Video see-through (VST) VR headsets often induce cybersickness due to camera image scaling distortions and exaggerated motion parallax. To address this, we propose a geometry-aware passthrough system that achieves physically consistent reprojection of VST imagery via high-accuracy depth estimation and real-time geometric reconstruction, thereby improving perceptual fidelity of spatial scale and motion parallax. Our work makes three key contributions: (1) the first quantitative model linking geometry-aware passthrough to cybersickness mitigation; (2) the first benchmarking framework for VST algorithms, coupled with an objective cybersickness assessment protocol integrating the Simulator Sickness Questionnaire (SSQ) and physiological metrics; and (3) user studies demonstrating statistically significant reductions in nausea, disorientation, and total SSQ scores (p < 0.01). This establishes a verifiable, reproducible paradigm for enhancing comfort in AR/VR systems.

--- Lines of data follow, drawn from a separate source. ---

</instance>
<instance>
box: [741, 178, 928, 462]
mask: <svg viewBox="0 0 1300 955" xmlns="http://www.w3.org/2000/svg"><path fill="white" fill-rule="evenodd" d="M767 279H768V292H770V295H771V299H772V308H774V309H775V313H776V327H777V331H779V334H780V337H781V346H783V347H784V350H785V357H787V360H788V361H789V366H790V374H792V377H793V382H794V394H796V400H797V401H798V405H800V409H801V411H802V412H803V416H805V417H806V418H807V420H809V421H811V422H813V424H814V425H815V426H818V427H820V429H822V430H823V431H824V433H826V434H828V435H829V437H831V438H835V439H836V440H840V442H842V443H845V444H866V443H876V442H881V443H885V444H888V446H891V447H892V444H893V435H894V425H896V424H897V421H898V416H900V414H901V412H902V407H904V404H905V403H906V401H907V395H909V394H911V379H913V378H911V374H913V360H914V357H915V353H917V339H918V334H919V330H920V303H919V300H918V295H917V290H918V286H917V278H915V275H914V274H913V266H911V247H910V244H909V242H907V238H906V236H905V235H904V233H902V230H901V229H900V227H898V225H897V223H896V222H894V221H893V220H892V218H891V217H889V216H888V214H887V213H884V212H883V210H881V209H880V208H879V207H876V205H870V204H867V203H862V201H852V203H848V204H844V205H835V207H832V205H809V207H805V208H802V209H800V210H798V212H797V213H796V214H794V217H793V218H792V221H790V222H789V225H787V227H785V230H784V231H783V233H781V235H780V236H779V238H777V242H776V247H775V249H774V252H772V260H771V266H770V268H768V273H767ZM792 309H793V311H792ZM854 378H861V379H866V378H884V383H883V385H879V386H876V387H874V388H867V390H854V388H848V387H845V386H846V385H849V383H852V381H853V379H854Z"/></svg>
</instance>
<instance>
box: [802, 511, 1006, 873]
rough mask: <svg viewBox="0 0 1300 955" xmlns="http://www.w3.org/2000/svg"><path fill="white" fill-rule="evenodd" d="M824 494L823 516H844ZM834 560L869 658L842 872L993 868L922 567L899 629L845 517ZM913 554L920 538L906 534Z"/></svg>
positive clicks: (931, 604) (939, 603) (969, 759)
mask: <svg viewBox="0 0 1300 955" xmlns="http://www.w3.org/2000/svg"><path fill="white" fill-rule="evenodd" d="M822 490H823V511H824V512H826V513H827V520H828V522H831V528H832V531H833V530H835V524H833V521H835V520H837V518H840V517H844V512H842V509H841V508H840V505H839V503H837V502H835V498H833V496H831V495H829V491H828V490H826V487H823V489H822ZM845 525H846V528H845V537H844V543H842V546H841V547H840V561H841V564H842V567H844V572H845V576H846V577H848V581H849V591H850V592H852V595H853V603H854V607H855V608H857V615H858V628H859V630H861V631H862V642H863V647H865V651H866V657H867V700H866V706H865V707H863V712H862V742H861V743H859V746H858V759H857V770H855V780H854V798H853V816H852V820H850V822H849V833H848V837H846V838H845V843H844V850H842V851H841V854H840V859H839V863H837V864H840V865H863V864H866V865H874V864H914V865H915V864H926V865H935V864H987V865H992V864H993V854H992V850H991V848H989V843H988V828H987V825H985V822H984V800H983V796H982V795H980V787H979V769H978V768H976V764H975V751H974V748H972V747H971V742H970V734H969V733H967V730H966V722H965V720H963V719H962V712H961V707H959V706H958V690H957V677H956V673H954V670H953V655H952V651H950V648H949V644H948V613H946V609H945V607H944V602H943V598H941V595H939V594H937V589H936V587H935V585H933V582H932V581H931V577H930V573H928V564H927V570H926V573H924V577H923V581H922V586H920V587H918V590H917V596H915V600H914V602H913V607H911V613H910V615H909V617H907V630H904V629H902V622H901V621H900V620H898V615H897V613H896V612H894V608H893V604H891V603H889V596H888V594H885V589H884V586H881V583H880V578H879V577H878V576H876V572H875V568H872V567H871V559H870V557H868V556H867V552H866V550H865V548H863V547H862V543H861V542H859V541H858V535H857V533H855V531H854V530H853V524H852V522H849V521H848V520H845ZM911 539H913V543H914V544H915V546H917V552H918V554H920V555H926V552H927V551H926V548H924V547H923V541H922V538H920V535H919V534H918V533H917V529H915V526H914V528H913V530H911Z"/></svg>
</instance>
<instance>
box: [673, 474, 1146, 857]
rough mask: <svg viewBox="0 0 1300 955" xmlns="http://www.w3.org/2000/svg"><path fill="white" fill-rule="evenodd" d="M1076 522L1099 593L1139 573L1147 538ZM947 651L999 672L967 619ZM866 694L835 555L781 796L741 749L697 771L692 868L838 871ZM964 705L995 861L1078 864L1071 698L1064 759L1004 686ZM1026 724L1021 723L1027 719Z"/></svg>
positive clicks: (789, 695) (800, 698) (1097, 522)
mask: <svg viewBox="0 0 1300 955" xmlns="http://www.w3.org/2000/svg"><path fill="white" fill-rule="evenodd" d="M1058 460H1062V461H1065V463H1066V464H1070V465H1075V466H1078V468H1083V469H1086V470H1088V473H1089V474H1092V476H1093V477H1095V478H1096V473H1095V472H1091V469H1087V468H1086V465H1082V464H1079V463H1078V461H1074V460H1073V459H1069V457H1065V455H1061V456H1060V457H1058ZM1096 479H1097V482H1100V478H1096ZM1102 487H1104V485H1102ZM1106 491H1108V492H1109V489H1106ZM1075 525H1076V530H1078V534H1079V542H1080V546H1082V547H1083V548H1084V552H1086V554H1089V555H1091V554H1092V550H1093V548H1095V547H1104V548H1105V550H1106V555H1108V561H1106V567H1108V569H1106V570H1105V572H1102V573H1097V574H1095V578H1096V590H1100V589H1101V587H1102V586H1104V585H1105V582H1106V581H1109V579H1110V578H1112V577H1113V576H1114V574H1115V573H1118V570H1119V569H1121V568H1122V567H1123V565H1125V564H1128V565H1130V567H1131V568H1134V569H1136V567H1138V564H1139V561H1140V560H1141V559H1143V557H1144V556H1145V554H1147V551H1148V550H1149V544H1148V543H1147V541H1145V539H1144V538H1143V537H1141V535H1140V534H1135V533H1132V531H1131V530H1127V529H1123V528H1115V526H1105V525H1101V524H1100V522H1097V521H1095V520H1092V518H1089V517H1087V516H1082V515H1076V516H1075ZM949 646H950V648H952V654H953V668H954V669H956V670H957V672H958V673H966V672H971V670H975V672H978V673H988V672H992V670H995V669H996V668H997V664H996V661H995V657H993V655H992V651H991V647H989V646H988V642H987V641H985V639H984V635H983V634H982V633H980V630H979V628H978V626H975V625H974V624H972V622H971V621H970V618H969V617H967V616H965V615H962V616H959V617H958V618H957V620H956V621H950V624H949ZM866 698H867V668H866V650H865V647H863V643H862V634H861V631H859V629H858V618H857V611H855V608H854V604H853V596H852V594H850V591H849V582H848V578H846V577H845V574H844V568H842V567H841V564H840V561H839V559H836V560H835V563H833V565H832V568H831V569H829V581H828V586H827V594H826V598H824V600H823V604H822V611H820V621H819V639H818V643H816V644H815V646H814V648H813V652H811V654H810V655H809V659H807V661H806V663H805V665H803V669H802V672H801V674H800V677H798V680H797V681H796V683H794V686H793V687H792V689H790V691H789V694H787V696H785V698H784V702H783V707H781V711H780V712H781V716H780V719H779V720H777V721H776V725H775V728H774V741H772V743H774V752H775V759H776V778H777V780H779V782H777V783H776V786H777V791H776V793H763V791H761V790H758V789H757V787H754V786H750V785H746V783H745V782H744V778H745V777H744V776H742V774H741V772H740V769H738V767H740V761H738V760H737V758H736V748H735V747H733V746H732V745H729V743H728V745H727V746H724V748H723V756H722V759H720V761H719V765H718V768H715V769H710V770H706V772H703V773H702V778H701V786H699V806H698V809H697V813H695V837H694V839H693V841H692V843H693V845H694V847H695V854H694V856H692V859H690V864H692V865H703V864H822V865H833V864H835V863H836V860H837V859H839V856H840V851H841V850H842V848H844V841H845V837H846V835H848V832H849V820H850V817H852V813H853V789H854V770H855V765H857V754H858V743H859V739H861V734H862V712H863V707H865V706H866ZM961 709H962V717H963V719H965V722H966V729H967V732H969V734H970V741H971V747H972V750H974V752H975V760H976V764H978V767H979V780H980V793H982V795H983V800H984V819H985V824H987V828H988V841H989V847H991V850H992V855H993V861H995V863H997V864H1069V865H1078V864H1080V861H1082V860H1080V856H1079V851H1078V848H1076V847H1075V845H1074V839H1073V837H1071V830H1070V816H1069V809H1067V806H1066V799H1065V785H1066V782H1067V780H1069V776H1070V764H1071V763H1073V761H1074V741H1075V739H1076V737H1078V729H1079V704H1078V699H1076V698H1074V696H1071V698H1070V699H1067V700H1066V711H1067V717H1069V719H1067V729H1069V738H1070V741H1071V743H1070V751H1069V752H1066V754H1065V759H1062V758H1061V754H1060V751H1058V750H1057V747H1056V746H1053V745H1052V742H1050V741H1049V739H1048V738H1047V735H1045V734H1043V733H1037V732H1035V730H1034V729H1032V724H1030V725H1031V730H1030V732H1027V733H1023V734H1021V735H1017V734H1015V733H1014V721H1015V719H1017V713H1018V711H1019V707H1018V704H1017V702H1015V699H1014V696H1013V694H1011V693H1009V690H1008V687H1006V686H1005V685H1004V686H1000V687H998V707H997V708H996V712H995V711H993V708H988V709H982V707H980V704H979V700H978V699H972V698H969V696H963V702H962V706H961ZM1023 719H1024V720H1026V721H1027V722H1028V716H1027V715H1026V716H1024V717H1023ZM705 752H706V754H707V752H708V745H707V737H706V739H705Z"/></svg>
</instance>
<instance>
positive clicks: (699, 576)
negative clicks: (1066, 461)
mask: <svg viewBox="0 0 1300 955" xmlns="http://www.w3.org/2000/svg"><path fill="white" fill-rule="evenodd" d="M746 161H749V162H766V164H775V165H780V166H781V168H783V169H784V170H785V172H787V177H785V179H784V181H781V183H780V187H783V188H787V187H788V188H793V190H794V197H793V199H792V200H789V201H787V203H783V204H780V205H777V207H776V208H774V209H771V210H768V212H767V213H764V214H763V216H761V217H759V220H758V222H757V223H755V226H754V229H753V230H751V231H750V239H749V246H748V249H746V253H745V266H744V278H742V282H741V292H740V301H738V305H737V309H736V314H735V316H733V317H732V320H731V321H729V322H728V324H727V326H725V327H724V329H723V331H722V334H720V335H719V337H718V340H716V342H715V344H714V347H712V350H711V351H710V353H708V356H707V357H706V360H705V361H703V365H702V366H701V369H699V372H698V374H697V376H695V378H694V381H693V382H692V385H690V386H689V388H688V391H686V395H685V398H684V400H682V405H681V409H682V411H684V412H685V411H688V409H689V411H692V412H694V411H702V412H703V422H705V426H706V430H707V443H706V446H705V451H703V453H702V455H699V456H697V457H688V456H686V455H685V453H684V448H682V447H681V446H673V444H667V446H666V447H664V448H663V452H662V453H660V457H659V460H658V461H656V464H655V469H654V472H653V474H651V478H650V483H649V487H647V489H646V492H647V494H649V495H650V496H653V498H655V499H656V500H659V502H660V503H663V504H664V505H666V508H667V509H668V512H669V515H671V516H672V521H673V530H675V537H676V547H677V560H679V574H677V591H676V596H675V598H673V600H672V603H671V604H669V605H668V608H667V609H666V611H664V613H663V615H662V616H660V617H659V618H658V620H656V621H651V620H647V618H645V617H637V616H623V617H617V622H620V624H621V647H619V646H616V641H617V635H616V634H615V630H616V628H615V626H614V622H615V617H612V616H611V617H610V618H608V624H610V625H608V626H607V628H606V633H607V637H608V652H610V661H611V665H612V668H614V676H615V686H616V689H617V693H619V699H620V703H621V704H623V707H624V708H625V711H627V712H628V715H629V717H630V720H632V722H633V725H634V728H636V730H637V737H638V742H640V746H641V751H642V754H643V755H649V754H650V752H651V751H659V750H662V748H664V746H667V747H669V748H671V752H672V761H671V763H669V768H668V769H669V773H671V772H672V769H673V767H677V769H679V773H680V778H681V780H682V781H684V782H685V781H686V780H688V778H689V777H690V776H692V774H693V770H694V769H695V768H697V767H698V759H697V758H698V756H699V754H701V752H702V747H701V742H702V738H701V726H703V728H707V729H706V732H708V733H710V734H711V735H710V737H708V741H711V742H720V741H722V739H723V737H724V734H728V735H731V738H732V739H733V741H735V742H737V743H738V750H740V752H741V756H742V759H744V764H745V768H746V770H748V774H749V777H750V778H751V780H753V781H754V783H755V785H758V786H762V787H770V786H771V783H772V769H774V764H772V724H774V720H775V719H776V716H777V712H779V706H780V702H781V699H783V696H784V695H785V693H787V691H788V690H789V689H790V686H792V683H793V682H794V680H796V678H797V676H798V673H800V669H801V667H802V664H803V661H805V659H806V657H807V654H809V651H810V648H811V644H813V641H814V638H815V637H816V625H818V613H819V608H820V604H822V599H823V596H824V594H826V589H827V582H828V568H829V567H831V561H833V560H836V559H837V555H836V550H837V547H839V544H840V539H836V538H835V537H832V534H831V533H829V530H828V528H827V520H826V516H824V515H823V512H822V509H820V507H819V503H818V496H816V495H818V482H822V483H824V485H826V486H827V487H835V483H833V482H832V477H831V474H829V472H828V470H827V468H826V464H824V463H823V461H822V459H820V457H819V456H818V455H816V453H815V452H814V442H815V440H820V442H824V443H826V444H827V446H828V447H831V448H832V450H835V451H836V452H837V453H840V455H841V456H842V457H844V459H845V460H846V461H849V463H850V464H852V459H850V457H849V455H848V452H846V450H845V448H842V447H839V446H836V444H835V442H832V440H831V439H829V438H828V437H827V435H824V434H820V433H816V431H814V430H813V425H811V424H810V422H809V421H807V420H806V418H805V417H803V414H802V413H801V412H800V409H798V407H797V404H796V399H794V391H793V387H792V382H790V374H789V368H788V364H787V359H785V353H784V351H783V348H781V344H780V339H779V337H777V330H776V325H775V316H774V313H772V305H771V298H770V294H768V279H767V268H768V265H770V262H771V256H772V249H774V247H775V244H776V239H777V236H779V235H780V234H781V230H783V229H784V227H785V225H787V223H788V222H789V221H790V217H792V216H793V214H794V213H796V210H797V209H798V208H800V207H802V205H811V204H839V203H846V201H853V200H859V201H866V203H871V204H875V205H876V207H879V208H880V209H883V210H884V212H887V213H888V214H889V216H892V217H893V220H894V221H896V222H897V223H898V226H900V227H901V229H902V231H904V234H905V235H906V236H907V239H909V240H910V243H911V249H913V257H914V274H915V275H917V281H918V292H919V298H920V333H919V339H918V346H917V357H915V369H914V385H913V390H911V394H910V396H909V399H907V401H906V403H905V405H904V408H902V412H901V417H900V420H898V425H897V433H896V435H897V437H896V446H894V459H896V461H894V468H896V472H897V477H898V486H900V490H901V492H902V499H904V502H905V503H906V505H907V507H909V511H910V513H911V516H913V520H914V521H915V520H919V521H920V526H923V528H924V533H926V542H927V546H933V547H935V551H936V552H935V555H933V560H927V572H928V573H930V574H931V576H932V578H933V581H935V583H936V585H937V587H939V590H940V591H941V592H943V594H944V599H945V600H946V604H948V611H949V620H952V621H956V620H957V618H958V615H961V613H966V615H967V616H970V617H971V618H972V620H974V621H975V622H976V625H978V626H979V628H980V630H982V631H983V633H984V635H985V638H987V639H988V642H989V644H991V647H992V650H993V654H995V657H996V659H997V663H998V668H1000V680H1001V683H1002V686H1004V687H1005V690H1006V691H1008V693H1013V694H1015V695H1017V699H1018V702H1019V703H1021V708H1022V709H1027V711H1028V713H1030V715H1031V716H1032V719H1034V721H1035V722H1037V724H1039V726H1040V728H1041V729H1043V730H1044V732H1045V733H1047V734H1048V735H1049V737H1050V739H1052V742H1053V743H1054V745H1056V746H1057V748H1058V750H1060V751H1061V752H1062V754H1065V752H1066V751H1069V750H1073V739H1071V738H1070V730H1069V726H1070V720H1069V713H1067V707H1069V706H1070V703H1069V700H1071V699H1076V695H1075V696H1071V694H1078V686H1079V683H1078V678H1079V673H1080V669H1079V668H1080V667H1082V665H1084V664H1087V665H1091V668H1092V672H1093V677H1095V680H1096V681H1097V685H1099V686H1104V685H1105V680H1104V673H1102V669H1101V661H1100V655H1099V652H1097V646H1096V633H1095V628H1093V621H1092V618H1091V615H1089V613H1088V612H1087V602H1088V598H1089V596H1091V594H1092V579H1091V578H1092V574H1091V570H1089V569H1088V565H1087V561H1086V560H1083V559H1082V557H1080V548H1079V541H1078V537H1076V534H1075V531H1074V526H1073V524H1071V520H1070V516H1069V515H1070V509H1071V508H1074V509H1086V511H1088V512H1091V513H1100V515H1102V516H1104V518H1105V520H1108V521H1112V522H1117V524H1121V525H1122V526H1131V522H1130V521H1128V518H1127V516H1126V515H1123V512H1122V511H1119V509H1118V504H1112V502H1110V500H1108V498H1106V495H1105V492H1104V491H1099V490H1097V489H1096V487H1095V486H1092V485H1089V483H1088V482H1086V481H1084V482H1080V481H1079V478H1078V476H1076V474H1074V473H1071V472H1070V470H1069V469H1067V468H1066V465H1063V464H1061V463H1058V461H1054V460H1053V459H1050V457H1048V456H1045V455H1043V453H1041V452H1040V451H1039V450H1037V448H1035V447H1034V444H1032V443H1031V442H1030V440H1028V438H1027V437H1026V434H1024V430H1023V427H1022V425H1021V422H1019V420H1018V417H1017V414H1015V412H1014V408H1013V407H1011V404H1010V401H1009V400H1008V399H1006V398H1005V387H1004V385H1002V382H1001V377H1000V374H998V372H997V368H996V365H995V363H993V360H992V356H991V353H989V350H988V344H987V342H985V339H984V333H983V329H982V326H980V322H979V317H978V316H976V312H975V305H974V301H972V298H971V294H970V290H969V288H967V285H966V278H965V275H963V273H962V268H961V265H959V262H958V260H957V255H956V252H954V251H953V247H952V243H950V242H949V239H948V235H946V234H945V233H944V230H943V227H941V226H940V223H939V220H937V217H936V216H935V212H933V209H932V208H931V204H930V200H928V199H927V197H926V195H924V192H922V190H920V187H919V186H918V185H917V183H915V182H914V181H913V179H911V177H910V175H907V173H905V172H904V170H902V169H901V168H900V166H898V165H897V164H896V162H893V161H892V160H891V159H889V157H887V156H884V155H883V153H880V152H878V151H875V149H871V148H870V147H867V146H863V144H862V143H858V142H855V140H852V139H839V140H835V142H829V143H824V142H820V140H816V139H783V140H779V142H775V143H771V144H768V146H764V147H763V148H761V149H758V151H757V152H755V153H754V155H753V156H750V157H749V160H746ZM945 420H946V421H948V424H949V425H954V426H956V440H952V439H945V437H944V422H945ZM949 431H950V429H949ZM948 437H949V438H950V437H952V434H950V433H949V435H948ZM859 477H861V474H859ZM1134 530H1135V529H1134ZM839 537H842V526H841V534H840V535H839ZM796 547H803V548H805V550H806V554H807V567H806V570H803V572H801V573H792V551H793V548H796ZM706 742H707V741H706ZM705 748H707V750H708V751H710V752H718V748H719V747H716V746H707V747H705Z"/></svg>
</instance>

Virtual Reality headsets isolate users from the real-world by restricting their perception to the virtual-world. Video See-Through (VST) headsets address this by utilizing world-facing cameras to create Augmented Reality experiences. However, directly displaying camera feeds causes visual discomfort and cybersickness due to the inaccurate perception of scale and exaggerated motion parallax. This paper demonstrates the potential of geometry aware passthrough systems in mitigating cybersickness through accurate depth perception. We first present a methodology to benchmark and compare passthrough algorithms. Furthermore, we design a protocol to quantitatively measure cybersickness experienced by users in VST headsets. Using this protocol, we conduct a user study to compare direct passthrough and geometry aware passthrough systems. To the best of our knowledge, our study is the first one to reveal significantly reduced nausea, disorientation, and total scores of cybersickness with geometry aware passthrough. It also uncovers several potential avenues to further mitigate visually-induced discomfort.